Pensando em Cinema...

by - setembro 06, 2009

O que nos faz querer investigar a vida alheia como mais interessante que a nossa? A função do documentarista enquanto pesquisador vem sendo essa desde muito tempo. Esse desbravador, esse antropólogo, etnógrafo que registra em sua câmera costumes, cultura, como um armazenamento de estilo de vida, de estudo biológico e social de uma época a ser relembrada em retrospectivas e homenagens futuras. Mas o que se espera quando essa investigação é interna, é autóctone, autofágica? Este falar de si para si, essa exploração do sujeito documentarista ao objeto documentarista também atrai a atenção do espectador. Mas, de onde surgiu essa redescoberta do eu nos filmes?

Essa nova categoria de cinema de autor no documentário não pode se considerar uma vanguarda.
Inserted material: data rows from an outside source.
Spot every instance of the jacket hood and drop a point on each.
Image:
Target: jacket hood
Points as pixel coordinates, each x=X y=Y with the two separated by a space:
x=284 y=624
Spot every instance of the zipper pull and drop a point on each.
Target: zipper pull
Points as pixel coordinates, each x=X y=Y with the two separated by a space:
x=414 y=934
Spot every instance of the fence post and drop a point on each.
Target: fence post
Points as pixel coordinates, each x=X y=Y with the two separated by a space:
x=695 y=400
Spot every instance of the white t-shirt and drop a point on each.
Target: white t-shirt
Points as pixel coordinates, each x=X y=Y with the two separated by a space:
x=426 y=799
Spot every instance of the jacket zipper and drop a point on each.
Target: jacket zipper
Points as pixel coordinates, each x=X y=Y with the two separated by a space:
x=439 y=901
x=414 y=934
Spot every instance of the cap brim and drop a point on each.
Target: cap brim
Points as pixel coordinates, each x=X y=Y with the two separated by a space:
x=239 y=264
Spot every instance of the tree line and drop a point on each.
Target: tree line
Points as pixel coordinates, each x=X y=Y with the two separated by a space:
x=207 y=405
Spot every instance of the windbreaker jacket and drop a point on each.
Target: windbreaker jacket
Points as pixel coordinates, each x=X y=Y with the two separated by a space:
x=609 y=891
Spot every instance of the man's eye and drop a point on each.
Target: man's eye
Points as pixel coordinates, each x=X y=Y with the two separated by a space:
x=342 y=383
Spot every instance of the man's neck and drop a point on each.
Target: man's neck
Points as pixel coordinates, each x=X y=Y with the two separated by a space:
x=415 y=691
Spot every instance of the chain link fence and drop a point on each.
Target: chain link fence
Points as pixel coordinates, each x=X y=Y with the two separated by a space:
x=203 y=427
O que há é uma conseqüência histórica da aproximação da câmera ao sujeito que a utiliza, do que é possível descobrir primeiro ao seu redor, dentro de sua cultura então ali vivida e depois do que está dentro de sua casa, numa busca de se redescobrir, se reinventar, desnudar a alma dos familiares, a própria.

Esta nova fase do documentário se reflete não apenas no cinema, como no jornalismo, nos programas de tv, nos reality shows, na internet. O que se busca ao ligar a tv em casa é investigar a vida de alguém, como ratos de laboratórios, esperando desvendar seus momentos mais íntimos, suas verdades, o que se tenta esconder, como se vive. É a fechadura da casa ao lado, que na verdade é muito similar à sua, mas enquanto você não descobre isso, tudo soa mais interessante. Essa também é a descoberta de uma nova forma de pensar a sociedade, independente do título que se dê a ela. É a pós-modernista do homem perdido, é a revolução dos costumes com novos modelos, padrões, rompimento de valores antes estagnados de tão estabelecidos. Se o homem está perdido em si, não vai buscar se reencontrar no que lhe é distante, mas buscará o que lhe é parecido, próximo, para que não se perceba só e uno, mas em um grupo que lhe abrace.

Se os reality shows são a janela para a descoberta do outro – que se camufla e esconde no próprio excesso exibicionista – é também reflexo da própria vida de quem os assiste: o que se busca nesses programas é a identificação com os personagens reais daquela história real. É a vida real na tv, no cinema. Não só ali e talvez hoje até mais importante, a liberdade de expressão na internet, a democratização de quem a ela tem acesso é o veículo onde mais se expressa o que quer e, em grande parte das vezes, o que se exibe é a intimidade.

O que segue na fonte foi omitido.